QUELLE SPORCHE ANIME DANNATE(伊)「地獄に落ちた野郎ども」、PAID IN BLOOD(英)「血の代償」劇場未公開

カテゴリー(Jeff Cameron)

監督パオロ・ソルベイ、脚本アルド・シオーネ、パオロ・ソルベイ、撮影ジョルジョ・モンタグノ、音楽エリオ・マンキューソ、出演ジェフ・キャメロン、ドナルド・オブライエン、アルフレッド・リソ、クリスタ・ネル

パオロ・ソルベイが監督した、「ANCHE PER DJANGO HANNO UN PREZZO(71)」「LA COLT ERO IL SUO DIO(72)」との3部作の1本というより3本でやっと1本というべきだろう。

酒場の女コーラ(クリスタ・ネル)と婚約を決意した男が自分の財産を銀行に移すと同時にその銀行が襲われて金が奪われ、男も殺される。酒場で働く女に偏見をもっていた、殺された男の兄トム・カーター(ジェフ・キャメロン)はコーラを疑うが、コーラは自分の無実を主張し、トムと一緒に殺し屋のリー(ドナルド・オブライエン)の罪を暴く。

伏線として、リーから土地の立ち退きを迫られている一家を助けることになるストーリーをからませている。ドナルド・オブライエン演じるリー一味が決着を付けようと退去して押し寄せるラストとの激しい銃撃戦や、川に弾丸を撃ちこみ、弾が届かないと思わせておいて相手がバリケードから出て来たところを倒すという工夫したアイデアも見せ場も全く同じシーンが「LA COLT ERO IL SUO DIO(72)」で見られるが、この作品が物語の流れとしてスムーズに展開するところを見ると本作品がベースになっていると考えて良いかも知れない。

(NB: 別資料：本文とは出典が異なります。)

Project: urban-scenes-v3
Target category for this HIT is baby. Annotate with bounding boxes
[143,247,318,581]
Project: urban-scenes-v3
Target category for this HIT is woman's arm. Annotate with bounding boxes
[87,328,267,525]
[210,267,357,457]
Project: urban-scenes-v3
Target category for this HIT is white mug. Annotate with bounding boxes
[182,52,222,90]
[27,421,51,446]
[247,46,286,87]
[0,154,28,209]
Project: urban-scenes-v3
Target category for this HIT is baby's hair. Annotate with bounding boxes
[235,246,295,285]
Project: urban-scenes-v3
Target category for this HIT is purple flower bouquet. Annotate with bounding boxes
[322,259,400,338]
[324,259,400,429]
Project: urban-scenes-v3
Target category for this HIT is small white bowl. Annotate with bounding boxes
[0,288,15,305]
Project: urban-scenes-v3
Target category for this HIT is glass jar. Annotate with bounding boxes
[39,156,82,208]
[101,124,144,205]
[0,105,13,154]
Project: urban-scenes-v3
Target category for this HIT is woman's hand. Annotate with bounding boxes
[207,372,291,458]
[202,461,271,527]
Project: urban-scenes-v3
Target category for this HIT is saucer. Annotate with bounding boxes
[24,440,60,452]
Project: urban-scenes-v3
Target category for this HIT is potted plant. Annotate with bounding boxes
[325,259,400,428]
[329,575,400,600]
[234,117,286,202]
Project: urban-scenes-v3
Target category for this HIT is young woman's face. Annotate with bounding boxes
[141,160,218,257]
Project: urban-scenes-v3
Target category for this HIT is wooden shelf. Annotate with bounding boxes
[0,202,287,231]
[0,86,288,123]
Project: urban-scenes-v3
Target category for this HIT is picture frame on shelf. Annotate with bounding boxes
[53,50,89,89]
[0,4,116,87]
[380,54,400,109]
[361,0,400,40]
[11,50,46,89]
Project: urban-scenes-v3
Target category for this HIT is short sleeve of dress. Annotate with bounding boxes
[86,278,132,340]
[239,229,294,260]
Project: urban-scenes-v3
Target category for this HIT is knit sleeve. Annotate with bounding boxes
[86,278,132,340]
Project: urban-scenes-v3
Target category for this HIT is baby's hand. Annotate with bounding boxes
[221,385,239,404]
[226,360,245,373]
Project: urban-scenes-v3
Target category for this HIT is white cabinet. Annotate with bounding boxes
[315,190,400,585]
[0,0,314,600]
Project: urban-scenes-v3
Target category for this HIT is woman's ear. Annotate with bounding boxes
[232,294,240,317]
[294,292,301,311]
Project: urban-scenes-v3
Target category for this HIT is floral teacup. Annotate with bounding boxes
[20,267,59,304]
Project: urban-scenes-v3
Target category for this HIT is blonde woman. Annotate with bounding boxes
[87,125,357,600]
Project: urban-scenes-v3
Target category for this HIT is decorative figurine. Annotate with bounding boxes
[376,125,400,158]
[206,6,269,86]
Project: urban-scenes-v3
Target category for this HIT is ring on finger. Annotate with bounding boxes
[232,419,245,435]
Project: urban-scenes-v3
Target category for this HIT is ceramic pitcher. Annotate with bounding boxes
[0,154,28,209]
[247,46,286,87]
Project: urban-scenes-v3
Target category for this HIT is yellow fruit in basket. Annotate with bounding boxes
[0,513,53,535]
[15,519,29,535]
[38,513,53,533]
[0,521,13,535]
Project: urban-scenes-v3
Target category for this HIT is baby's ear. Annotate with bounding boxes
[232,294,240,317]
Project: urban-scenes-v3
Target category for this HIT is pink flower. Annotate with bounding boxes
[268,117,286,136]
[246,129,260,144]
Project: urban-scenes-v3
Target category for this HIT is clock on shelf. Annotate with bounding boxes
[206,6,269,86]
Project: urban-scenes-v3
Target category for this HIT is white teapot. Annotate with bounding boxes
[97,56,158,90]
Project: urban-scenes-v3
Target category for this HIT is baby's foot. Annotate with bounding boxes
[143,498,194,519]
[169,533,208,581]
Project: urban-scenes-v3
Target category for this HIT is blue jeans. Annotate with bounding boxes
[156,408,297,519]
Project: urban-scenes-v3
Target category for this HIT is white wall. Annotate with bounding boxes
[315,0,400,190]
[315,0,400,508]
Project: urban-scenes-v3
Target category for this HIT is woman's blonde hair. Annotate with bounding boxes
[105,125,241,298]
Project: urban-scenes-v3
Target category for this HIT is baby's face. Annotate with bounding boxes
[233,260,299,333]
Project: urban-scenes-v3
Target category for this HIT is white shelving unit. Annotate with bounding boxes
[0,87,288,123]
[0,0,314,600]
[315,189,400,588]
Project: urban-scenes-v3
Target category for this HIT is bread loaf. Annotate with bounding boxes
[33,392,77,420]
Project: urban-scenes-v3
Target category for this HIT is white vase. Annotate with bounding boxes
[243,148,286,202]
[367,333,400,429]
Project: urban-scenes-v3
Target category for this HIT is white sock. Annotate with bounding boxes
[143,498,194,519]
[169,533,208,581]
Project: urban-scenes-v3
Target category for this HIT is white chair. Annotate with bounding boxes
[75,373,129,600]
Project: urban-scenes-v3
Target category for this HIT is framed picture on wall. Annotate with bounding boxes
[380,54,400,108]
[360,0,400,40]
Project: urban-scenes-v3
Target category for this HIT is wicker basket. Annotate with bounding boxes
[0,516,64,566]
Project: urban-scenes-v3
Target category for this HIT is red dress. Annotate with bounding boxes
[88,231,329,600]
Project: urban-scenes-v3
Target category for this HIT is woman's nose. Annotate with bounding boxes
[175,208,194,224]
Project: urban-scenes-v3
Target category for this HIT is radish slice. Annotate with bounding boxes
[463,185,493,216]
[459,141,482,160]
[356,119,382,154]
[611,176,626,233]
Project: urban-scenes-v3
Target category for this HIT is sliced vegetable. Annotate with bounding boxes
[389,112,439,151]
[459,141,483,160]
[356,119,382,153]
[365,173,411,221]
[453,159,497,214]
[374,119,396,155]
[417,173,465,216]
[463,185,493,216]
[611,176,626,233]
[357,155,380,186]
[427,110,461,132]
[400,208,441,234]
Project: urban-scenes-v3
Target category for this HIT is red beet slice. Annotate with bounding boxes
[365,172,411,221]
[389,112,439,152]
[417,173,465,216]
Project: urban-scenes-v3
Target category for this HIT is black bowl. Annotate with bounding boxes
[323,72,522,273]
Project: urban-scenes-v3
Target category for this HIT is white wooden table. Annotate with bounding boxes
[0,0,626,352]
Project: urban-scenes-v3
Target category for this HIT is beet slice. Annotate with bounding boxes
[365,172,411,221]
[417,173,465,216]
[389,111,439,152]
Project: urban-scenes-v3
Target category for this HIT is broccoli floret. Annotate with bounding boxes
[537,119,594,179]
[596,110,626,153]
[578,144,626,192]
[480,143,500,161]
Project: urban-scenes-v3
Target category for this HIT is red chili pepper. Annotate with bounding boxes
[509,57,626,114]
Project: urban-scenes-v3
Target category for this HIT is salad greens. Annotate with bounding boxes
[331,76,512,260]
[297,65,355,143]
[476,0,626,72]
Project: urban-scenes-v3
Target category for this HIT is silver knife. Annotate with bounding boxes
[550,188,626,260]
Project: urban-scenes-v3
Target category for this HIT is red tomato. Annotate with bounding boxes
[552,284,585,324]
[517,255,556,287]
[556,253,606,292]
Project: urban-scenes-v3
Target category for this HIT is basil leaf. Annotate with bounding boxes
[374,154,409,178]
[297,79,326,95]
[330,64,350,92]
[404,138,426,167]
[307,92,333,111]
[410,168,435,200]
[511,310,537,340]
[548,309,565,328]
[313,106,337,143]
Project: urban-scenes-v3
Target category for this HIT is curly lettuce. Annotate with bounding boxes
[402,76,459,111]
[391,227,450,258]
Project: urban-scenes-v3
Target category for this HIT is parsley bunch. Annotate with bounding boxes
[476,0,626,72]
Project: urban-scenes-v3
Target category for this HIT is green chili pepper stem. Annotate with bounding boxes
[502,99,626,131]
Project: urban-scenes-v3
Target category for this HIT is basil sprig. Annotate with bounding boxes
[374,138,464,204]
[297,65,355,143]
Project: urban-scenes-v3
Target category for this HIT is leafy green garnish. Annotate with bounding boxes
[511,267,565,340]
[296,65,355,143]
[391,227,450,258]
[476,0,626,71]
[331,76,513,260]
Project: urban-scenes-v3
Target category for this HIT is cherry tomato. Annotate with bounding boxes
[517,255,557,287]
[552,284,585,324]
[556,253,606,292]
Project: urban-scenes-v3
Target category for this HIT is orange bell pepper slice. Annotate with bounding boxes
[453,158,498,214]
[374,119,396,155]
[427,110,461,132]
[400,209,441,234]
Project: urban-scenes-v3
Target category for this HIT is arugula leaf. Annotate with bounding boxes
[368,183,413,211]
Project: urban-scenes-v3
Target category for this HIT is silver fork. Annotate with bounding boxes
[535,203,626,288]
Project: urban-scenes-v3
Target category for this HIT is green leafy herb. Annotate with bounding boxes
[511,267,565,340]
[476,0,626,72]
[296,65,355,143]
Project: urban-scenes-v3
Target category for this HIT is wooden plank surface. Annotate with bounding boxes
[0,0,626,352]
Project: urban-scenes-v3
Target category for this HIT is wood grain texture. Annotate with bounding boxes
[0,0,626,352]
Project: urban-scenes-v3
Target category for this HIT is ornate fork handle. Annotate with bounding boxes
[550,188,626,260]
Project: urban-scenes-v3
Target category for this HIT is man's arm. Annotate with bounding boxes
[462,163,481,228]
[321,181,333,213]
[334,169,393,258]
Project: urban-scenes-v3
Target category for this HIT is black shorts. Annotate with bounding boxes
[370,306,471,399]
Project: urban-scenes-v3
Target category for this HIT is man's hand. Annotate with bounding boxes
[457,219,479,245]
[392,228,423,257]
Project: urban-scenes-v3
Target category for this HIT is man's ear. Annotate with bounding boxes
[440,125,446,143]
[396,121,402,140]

小型のストックを取り付けた長距離射程の拳銃を使いながら、櫓の上から敵を迎え撃つラストの銃撃戦は、銃声の切れ間がない撃ち合いが続き、それなりに迫力のあるシーンを創り出していた。ラストのトムとリーの対決では、トムから撃ち倒されたリーが岩場から転げ落ちるシーンをドナルド・オブライエン自身がノンカットで自ら演じており、体を張った演技をしている。こうしたC級作品でも、俳優たちは必死に演技しているところを見ると嬉しくなる。